Spot Gold, technical annotations
Prices have posted solid gains in other currencies also, with an 8% gain in Swiss franc terms in this most recent move, although prices are 10% higher than the low posted in mid-September. In euros, the recent surge has put on 6%, while the advance from the late-October low is 7%. As we have noted in our two most recent commentaries, this gain is believed to be largely driven by investors looking to mitigate risk and in anticipation of a slowing in / cessation of the Fed’s rate cycle. This has been extended by the openly hawkish European Central Bank stance. The latter is not necessarily a function of interest-rate differentials; in our view it is more a case of highlighting the intertwined economic and geopolitical risks in the region, leading to gold acquisition for risk mitigation purposes. Indeed, the bond markets are forecasting a peak in US rates at 4.5% in June, with EU rates peaking a month later at 3.3%, well below the dollar rates.
Other supportive elements have been disappointing economic numbers from the United States. The housing market remains under pressure and although housing starts in December were higher than expected they were still lower than in November and building permits are still contracting. The CPI and PPI were both negative, with falls in all the major key areas, but it is important to be aware that the falls in energy prices will work their way through the system and this will remove some of the downward pressure on these indices. This time last year the markets were trying to assess whether inflationary pressures were transitory or feeding permanent expectations; it is arguable that the situation has reversed and the reduction in inflationary forces is starting to wash through the system.
It still looks as if bond markets’ projections are too benign, given the rhetoric from the bankers themselves and we may yet find the bond markets coming under pressure accordingly. That would take some of the sheen off gold but would be unlikely to see its price trajectory reverse course.
US fed funds implied overnight rates
EU bond markets’ implied rates
This week sees the celebration of the Lunar New Year (Year of the Rabbit, associated with peace, serenity, success) with the Chinese markets closed from last Saturday 21st through to Friday 28th. This may have taken a little momentum out of gold’s bull run, but this is a good thing as the market did need to settle down.
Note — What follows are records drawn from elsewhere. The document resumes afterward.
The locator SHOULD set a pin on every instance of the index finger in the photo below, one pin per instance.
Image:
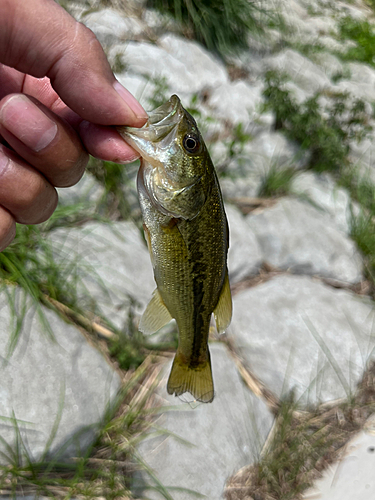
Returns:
(41, 39)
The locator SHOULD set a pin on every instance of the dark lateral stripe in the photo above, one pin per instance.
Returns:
(199, 275)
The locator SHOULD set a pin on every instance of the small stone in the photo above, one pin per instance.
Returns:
(224, 435)
(110, 27)
(170, 61)
(244, 256)
(295, 236)
(302, 335)
(236, 102)
(321, 190)
(307, 75)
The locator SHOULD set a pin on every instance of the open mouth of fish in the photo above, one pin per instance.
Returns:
(161, 122)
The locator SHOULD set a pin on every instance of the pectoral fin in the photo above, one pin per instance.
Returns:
(223, 309)
(148, 241)
(155, 316)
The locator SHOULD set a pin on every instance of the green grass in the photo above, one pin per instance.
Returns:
(106, 469)
(326, 132)
(221, 25)
(302, 444)
(363, 34)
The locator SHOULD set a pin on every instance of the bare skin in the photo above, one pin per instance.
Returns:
(57, 98)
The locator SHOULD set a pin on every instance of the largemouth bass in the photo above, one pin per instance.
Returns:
(187, 235)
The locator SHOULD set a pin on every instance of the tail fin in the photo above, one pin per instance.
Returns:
(198, 380)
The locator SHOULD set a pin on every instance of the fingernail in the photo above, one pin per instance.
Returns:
(131, 101)
(4, 162)
(27, 122)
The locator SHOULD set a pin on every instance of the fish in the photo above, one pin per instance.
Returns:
(187, 234)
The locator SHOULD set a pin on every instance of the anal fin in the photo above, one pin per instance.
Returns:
(155, 316)
(223, 309)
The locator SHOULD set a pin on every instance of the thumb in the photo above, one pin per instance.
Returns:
(40, 38)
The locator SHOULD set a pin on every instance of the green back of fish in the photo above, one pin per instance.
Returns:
(189, 260)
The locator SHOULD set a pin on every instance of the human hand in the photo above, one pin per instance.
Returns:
(57, 97)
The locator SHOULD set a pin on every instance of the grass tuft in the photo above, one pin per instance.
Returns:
(222, 25)
(324, 130)
(302, 445)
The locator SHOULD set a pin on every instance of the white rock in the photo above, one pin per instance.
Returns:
(110, 27)
(297, 333)
(330, 64)
(140, 87)
(88, 191)
(224, 435)
(156, 62)
(112, 264)
(236, 101)
(321, 190)
(273, 149)
(296, 236)
(301, 70)
(244, 257)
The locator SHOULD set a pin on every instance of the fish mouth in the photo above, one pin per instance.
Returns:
(159, 125)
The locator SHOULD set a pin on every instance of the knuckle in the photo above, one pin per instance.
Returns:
(7, 229)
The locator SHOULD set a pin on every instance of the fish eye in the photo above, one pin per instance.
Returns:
(191, 143)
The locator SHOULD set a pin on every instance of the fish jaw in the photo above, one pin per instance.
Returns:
(153, 141)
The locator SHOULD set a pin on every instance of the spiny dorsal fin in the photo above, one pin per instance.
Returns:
(198, 380)
(223, 309)
(155, 316)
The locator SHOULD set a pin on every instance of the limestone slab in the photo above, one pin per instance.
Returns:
(110, 26)
(322, 191)
(296, 236)
(224, 435)
(170, 61)
(237, 102)
(307, 75)
(297, 333)
(244, 256)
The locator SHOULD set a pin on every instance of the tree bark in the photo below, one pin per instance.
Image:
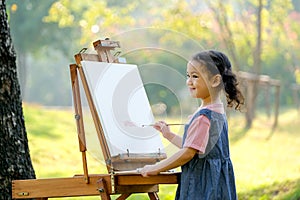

One area that is still indifferent to gold is the Exchange Traded Products; since the start of the year. In the 15 trading days year-to-date only three have seen new creations and the net redemption thus far is 7.6t. That said, the rate of erosion, in line with that of December, is much slower than it was for much of 2022; from January-November inclusive the average monthly loss was 10tpm, so the fall is now running 30% more slowly than in that earlier period.
Silver’s change of range came in December (silver often does move first as professional investors get silver exposure before gold as it is a smaller market and not as liquid as gold -although COMEX trades in volumes more than 100 times that of the underlying physical mine production, whereas gold’s ratio is more like 65:1). Since briefly clearing $24 in December silver has oscillated around that level and the gold:silver ratio has widened, standing now at 81, against an average of 2022 of 83. Silver ETPs have had six days of creations so far this year but there was some quite chunky liquidation last week, most likely in response to the fact that it had stopped rising and potentially also influenced by increasing signs of a slowdown in the US economy.
As far as futures positioning is concerned, the week to 24th January, during which time gold ran from $1,867 to $1,903 (intraday) saw another 20t added to the long side, but little change in the shorts. That took the net long to 216tt or 58% higher than the 12-month average, which certainly means that wee now have a speculative overhang. Silver positioning saw a swing to the long side, with 195t of fresh longs and short covering of 325t. Silver thus stood at a net long of 4,255t against a 1,711t 12-month average so there is the potential for further stale bull liquidation here, also.